Define the key terms used in the abstract

* #Multimodality: Gemini is natively multimodal.  Prior to Gemini, AI models were first trained on a single modality, such as text, or image, and then corresponding embeddings were concatenated. For example, the embedding of an image would be generated by an AI model trained on images, the embedding of the text describing the image would be generated by an AI model trained on texts, and then the two embeddings would be concatenated to represent the image and its transcript. Instead, the Gemini family of models was trained on content that is inherently multimodal such as text, images, videos, code, and audio. Imagine being able to ask a question about a picture, or generate a poem inspired by a song – that’s the power of Gemini.

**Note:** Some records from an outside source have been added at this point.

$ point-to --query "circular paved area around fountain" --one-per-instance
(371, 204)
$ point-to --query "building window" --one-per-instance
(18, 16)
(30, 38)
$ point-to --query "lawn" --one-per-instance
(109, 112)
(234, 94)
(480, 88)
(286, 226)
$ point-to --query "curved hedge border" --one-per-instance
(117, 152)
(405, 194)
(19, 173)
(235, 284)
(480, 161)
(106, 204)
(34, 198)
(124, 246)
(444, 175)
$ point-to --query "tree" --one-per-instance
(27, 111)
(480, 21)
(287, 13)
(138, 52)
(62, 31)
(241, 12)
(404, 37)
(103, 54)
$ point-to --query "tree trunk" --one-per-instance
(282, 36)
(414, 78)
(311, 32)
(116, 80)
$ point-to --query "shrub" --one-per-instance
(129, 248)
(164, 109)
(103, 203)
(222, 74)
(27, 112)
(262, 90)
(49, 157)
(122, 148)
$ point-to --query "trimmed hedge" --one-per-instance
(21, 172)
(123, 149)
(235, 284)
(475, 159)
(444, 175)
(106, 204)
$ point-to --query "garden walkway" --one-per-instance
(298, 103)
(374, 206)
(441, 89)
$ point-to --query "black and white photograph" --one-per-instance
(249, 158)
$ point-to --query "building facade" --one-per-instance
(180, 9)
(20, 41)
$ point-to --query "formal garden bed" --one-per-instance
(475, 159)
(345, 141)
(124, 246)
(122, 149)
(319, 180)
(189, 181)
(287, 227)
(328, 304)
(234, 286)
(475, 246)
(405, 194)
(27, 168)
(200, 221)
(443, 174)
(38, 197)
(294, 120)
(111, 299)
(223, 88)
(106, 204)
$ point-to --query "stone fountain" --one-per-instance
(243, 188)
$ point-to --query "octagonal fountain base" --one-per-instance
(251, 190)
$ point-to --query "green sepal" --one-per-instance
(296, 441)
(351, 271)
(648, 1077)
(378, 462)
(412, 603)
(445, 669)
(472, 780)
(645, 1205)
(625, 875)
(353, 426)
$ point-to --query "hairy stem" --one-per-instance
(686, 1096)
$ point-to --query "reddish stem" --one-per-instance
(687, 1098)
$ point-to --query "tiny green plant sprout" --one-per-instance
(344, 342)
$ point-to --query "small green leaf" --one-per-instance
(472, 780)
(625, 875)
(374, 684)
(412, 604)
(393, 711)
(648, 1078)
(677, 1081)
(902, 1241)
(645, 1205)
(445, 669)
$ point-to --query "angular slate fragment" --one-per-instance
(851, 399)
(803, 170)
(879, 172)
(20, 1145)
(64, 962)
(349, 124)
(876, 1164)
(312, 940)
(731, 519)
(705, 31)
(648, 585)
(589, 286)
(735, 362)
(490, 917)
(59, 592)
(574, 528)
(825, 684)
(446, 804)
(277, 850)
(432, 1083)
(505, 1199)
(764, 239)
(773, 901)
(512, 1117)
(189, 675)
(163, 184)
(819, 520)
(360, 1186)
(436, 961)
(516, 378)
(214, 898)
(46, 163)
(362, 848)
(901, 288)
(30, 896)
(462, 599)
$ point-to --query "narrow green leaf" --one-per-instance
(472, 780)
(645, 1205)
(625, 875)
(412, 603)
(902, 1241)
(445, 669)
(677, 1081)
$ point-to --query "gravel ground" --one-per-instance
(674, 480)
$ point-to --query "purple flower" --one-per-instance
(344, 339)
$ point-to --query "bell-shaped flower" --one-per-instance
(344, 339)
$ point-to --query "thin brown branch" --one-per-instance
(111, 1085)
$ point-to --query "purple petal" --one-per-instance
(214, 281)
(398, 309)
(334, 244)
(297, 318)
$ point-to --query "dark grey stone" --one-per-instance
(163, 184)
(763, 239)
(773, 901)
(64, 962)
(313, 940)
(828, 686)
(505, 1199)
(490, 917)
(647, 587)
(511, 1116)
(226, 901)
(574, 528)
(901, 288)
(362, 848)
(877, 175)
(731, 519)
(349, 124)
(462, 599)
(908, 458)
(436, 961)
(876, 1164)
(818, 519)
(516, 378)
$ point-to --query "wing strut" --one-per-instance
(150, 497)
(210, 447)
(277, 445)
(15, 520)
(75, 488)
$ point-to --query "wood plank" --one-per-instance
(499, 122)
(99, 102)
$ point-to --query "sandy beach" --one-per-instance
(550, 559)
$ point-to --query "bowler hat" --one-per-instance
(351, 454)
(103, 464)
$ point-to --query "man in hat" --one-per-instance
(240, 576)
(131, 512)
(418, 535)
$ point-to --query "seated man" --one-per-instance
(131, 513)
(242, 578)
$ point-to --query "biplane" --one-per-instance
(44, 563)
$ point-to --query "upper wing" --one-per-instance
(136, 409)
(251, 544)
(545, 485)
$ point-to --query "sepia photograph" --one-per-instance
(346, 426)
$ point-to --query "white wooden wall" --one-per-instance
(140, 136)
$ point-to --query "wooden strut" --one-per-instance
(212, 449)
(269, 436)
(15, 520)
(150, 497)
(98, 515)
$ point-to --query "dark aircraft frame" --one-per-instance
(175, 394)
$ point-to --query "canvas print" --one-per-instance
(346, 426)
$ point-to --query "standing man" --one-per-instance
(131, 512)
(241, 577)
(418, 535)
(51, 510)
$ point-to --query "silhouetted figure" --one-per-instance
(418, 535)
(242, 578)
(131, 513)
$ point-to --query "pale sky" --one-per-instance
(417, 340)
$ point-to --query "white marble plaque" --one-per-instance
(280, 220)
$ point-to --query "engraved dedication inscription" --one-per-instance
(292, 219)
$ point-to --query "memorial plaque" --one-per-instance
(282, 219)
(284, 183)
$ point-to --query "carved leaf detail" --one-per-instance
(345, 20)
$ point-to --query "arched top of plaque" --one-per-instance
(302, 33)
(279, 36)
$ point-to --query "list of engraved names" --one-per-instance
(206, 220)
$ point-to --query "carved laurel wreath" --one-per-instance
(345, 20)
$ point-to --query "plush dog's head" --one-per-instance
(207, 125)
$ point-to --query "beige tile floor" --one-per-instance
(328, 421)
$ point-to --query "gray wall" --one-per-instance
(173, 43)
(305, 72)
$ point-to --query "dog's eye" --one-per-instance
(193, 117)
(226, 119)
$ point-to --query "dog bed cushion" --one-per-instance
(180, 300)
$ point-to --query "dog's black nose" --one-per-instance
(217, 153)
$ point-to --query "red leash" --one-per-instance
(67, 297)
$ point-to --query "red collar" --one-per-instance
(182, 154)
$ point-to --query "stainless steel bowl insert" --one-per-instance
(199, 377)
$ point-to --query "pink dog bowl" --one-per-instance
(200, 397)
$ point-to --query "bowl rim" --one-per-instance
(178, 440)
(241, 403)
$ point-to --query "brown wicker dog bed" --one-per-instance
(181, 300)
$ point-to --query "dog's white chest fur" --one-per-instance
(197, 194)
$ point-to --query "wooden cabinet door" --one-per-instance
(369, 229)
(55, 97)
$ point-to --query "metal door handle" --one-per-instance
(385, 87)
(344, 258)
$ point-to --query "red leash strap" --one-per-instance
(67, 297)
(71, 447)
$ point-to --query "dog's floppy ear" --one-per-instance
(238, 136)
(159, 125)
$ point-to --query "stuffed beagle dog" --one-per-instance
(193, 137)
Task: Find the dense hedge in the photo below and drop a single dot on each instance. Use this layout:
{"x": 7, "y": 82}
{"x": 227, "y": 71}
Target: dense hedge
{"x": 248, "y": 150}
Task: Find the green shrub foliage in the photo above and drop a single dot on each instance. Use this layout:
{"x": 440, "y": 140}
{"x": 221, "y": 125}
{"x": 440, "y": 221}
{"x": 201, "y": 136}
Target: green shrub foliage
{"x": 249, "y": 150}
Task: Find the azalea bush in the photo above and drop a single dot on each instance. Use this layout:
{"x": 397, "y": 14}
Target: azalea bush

** #Mixture-of-Experts Model: At the core of Gemini’s groundbreaking capabilities lies its innovative mixture-of-experts model architecture. Unlike traditional neural networks that route all inputs through a uniform set of parameters, the mixture-of-experts model consists of numerous specialized sub-networks, each adept at handling different types of information or tasks—these are the “experts.” Upon receiving an input, a gating mechanism intelligently directs the input to the most relevant experts. This selective routing allows the model to leverage specific expertise for different aspects of the input, akin to consulting specialized departments within a larger organization for their unique insights. For Gemini, this means an unparalleled ability to process and integrate a vast array of multimodal data—whether it’s textual, visual, auditory, or code-based—by dynamically engaging the most suitable experts for each modality. The result is a model that not only excels in its depth and breadth of understanding but also in computational efficiency, as it can focus its processing power where it matters most, without overburdening the system with irrelevant data processing. This approach revolutionizes how AI models handle complex, multimodal inputs, enabling more nuanced interpretations and creative outputs than ever before.

A Mixture of Experts (MoE) layer embedded within a recurrent language model https://openreview.net/pdf?id=B1ckMDqlg

*** #Reasoning: Gemini goes beyond simple pattern recognition. It utilizes a novel architecture called “uncertainty-routed chain-of-thought” to reason and understand complex relationships within and across modalities. This enables it to answer open-ended questions, solve problems, and generate creative outputs that are not just factually accurate but also logically coherent.